Here are two sample questions submitted by accountants to the ICPA/Vantage helpline
Question: I have just prepared my clients 2017 year-end accounts and have found that, during that year, his turnover crossed the VAT registration threshold. He should have been registered from 1 October 2017. I also found that in May 2018 his turnover dropped below the deregistration threshold. What should I do?
Answer: You have a situation HMRC refer to as ‘Liable, No Longer Liable’ (LNLL) – this effectively means that your client was required to be registered for VAT at some time in the past but at some subsequent time in the past he was no longer required to remain registered for VAT.
You will need to write to HMRC’s VAT Registration and Deregistration Unit (VRDU) in the first instance to advise them of the date from which your client should have been registered for VAT and the month in which your client’s turnover fell below the VAT deregistration threshold. It would be beneficial to send you monthly rolling turnover analysis to demonstrate these dates to HMRC. The address for the VRDU can be found at section 17 of VAT Notice 700/1.
HMRC will take one of two possible courses of action, depending upon whether your client intends to charge to their customers the VAT that they should have charged if they had been registered at the correct time.
If your client intends to charge this VAT on to his customers, then HMRC will register your client for the period of time between 1/10/2017 and May 2018 so that he is allocated a VAT registration number to use on the VAT-only invoices he will need to raise to recharge the VAT. Your client will be issued a VAT return covering the whole LNLL period of time and will need to complete it as if he had been registered for VAT at the correct time; declaring the VAT due on sales but also claiming VAT on purchases and expenses made during the LNLL period.
If he does not intend to recharge the VAT (he may be a retailers or business that provides goods and services directly to the public) then HMRC will not register him for VAT and will simply deal with it by correspondence, expecting you to advise them of the amount of VAT due on your clients sales and of the value of VAT claimable on purchases & expenses during the LNLL period.
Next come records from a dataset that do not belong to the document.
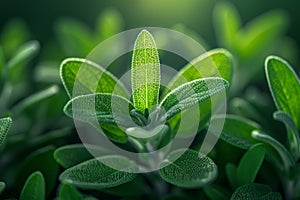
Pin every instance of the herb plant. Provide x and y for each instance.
(145, 109)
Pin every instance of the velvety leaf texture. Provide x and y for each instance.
(284, 85)
(145, 72)
(192, 93)
(68, 192)
(71, 155)
(86, 76)
(214, 63)
(94, 174)
(5, 124)
(236, 130)
(190, 170)
(34, 188)
(106, 108)
(255, 191)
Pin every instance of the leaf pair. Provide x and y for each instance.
(98, 95)
(95, 174)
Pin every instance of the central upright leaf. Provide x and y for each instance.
(145, 74)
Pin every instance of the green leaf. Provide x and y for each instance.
(95, 174)
(255, 191)
(250, 164)
(2, 61)
(5, 124)
(190, 170)
(214, 63)
(109, 23)
(100, 108)
(36, 98)
(293, 134)
(284, 86)
(2, 187)
(215, 192)
(236, 130)
(40, 160)
(135, 188)
(145, 72)
(68, 192)
(192, 93)
(287, 158)
(90, 78)
(34, 188)
(227, 23)
(71, 155)
(245, 109)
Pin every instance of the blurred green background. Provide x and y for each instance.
(41, 16)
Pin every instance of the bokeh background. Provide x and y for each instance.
(41, 16)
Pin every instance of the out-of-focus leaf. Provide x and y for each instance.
(261, 32)
(95, 174)
(191, 33)
(293, 134)
(22, 56)
(5, 124)
(2, 187)
(2, 61)
(36, 98)
(190, 170)
(109, 23)
(34, 188)
(192, 93)
(236, 130)
(47, 72)
(284, 85)
(231, 172)
(71, 155)
(145, 72)
(227, 23)
(90, 78)
(75, 37)
(13, 34)
(255, 191)
(250, 164)
(287, 159)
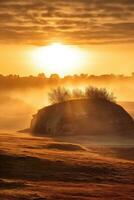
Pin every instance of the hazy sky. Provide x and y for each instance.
(102, 28)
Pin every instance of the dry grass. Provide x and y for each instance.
(39, 168)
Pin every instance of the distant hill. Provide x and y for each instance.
(83, 117)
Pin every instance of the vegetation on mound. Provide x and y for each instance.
(60, 94)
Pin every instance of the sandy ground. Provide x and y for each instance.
(35, 168)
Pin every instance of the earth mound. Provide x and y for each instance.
(65, 146)
(82, 117)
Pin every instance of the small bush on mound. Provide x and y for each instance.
(61, 94)
(65, 147)
(99, 94)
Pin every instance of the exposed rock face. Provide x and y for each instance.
(82, 117)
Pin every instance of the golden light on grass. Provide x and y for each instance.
(58, 58)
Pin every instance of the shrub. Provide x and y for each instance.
(59, 95)
(99, 94)
(77, 94)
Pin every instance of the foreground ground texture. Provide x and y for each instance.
(36, 168)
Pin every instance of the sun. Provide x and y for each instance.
(58, 58)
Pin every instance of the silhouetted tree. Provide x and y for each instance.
(59, 95)
(99, 94)
(78, 94)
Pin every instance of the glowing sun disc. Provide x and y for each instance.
(58, 58)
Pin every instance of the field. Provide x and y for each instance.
(35, 168)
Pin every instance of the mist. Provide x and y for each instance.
(21, 97)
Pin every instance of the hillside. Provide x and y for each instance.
(83, 117)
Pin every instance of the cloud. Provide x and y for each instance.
(81, 21)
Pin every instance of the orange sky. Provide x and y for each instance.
(103, 29)
(99, 59)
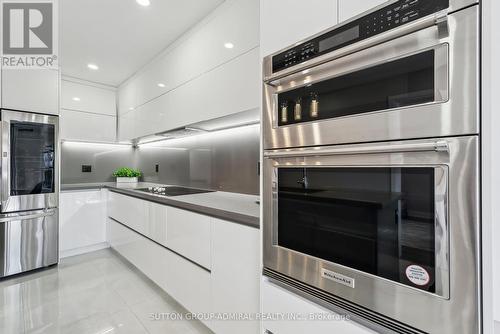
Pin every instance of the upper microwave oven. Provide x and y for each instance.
(406, 70)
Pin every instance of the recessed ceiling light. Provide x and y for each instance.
(144, 3)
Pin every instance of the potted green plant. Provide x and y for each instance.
(127, 175)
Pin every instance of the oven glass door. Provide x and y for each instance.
(411, 80)
(385, 221)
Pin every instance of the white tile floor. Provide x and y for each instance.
(96, 293)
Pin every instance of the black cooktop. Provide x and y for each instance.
(173, 191)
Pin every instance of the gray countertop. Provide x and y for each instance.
(240, 208)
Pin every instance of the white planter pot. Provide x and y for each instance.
(127, 179)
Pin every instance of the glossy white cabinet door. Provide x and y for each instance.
(127, 97)
(84, 126)
(285, 22)
(202, 49)
(81, 97)
(186, 282)
(189, 234)
(351, 8)
(228, 89)
(129, 211)
(127, 127)
(158, 223)
(235, 275)
(276, 300)
(31, 90)
(82, 222)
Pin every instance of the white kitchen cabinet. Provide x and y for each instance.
(127, 97)
(189, 234)
(127, 128)
(199, 51)
(285, 22)
(129, 211)
(351, 8)
(200, 78)
(276, 300)
(235, 275)
(188, 283)
(31, 90)
(88, 112)
(202, 49)
(82, 223)
(83, 126)
(88, 98)
(228, 89)
(157, 225)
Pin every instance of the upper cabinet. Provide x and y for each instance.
(284, 22)
(211, 71)
(88, 98)
(31, 90)
(88, 112)
(351, 8)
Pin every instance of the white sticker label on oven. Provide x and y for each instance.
(417, 275)
(338, 278)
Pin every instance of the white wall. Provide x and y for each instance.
(491, 164)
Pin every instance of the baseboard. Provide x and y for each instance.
(83, 250)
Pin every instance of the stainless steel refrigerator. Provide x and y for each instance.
(29, 192)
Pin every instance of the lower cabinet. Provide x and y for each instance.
(82, 222)
(188, 283)
(276, 301)
(235, 276)
(208, 265)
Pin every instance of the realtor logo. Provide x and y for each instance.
(29, 34)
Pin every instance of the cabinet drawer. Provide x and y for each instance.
(189, 234)
(186, 282)
(129, 211)
(157, 229)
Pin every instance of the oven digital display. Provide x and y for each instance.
(339, 39)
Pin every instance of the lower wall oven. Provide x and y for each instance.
(389, 231)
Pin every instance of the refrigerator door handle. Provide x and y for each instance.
(26, 216)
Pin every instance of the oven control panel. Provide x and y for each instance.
(377, 22)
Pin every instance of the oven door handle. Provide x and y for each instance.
(438, 146)
(438, 20)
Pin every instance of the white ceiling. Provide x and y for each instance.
(121, 36)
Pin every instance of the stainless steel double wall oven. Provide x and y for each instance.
(29, 192)
(371, 167)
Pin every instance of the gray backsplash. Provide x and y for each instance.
(225, 160)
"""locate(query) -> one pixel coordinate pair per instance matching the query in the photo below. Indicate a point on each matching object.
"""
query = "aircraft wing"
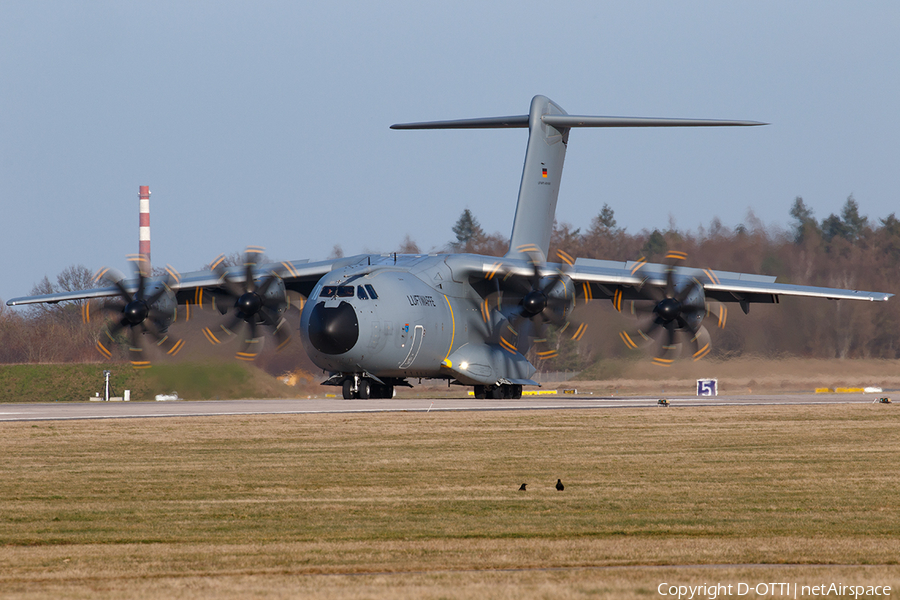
(299, 276)
(602, 276)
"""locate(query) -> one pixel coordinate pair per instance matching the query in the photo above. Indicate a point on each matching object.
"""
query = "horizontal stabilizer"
(560, 121)
(520, 121)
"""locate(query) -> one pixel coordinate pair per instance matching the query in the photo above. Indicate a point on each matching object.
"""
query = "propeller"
(146, 308)
(255, 298)
(671, 316)
(530, 303)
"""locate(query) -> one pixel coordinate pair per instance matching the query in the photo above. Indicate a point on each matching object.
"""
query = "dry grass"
(415, 505)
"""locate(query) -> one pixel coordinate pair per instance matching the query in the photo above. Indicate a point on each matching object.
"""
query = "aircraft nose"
(333, 330)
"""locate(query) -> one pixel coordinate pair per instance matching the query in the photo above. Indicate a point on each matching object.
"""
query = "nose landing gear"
(362, 388)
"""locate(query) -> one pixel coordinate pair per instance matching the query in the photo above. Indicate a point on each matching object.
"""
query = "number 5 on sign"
(707, 387)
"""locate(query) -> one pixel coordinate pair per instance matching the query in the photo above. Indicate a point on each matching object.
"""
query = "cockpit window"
(336, 291)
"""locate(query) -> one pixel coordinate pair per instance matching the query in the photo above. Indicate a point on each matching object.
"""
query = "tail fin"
(548, 126)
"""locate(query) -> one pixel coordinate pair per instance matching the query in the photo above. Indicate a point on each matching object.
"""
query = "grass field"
(412, 505)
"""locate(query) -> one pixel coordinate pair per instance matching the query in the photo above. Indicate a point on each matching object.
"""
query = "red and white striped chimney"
(144, 235)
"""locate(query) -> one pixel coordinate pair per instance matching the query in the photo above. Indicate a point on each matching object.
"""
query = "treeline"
(845, 251)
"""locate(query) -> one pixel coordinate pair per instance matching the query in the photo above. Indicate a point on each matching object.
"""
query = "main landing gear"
(363, 389)
(504, 391)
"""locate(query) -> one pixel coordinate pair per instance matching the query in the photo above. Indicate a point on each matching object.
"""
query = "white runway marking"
(223, 408)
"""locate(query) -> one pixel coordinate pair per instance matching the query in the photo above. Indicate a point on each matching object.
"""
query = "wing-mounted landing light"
(528, 303)
(145, 307)
(671, 316)
(254, 296)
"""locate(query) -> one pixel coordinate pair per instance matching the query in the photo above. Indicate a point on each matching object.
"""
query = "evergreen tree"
(467, 231)
(806, 223)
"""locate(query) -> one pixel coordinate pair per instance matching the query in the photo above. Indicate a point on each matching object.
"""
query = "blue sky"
(267, 123)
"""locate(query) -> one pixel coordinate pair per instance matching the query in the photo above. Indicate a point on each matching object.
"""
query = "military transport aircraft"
(372, 322)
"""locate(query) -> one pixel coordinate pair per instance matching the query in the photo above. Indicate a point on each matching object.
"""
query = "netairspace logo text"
(712, 591)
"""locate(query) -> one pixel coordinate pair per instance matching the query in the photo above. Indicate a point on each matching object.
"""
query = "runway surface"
(181, 408)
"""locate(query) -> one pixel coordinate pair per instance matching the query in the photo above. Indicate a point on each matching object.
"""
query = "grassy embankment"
(413, 505)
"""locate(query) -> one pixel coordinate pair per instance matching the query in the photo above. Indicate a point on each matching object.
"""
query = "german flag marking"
(507, 346)
(712, 276)
(640, 263)
(579, 333)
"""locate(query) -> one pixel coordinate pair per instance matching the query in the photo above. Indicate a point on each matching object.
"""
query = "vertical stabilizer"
(539, 190)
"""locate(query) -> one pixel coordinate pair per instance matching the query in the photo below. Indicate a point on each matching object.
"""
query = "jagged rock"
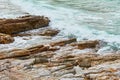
(46, 31)
(5, 39)
(12, 26)
(86, 44)
(63, 42)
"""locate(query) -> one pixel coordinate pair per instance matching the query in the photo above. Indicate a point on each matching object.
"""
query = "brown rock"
(46, 31)
(86, 44)
(5, 39)
(12, 26)
(63, 42)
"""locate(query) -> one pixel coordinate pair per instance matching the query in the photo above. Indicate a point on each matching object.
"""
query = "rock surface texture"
(58, 58)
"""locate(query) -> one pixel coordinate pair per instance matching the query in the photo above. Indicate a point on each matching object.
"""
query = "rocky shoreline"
(56, 58)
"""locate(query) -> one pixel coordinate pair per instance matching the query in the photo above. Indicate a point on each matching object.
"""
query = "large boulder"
(5, 39)
(12, 26)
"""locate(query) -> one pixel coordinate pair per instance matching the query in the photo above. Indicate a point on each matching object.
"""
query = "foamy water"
(84, 19)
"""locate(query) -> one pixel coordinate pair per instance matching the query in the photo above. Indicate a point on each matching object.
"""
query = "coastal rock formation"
(5, 39)
(29, 22)
(46, 31)
(57, 58)
(56, 61)
(86, 44)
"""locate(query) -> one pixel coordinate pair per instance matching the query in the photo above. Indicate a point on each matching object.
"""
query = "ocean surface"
(83, 19)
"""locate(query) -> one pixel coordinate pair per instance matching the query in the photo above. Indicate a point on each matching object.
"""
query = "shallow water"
(84, 19)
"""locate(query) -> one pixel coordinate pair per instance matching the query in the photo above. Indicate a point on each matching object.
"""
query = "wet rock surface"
(6, 39)
(24, 23)
(56, 58)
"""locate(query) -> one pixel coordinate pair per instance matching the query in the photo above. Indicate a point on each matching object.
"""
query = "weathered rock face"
(56, 59)
(12, 26)
(5, 39)
(46, 31)
(86, 44)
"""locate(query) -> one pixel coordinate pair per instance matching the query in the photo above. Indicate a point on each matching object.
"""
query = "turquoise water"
(84, 19)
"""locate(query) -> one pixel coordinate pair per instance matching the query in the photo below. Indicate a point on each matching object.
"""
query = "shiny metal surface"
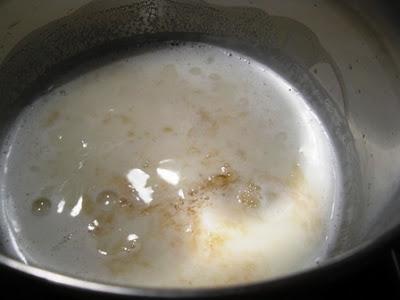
(353, 49)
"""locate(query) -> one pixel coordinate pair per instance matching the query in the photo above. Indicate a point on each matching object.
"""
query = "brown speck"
(41, 206)
(130, 133)
(250, 196)
(195, 71)
(214, 76)
(124, 119)
(272, 196)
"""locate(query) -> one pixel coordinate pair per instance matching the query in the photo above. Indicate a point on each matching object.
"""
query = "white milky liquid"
(175, 168)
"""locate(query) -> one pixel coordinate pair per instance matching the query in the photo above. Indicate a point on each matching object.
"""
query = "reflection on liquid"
(60, 206)
(77, 208)
(138, 180)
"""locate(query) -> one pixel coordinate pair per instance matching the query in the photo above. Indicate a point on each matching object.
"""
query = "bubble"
(93, 226)
(41, 206)
(107, 199)
(131, 244)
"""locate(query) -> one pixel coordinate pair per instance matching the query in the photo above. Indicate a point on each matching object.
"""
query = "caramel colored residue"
(215, 241)
(250, 197)
(195, 71)
(168, 129)
(124, 119)
(130, 133)
(52, 119)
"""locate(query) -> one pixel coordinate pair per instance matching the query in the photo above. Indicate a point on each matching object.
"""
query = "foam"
(185, 166)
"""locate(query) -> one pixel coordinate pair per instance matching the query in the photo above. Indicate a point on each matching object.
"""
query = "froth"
(177, 167)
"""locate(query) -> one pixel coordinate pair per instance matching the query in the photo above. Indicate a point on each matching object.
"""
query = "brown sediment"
(250, 197)
(168, 129)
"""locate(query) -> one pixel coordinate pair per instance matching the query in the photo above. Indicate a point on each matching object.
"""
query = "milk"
(190, 166)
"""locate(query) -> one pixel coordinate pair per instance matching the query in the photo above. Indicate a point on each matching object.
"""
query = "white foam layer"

No interest will be chargeable to your client but he may be subject to a Failure to Notify Penalty for late VAT registration.
Question: I have a client who died in July 2017 and I’m doing their Self Assessment Income Tax Return to the date of death. The client had a bank account where the interest accrued but was not paid until October 2017. Does the whole amount of interest fall within the Period of Administration because it was paid after the date my client died, or do I have to apportion it to and from date of death?
Answer: Interest is taxed in the year that it arises under Income Tax (Trading and Other Income) Act 2005/s370. For these purposes, interest ‘arises’ when it is received or made available to the recipient, it has been made available if it is credited to an account on which the account holder is free to draw. Therefore, in your case all of the interest will fall into the Period of Administration and nothing should be declared on the return that you are currently preparing.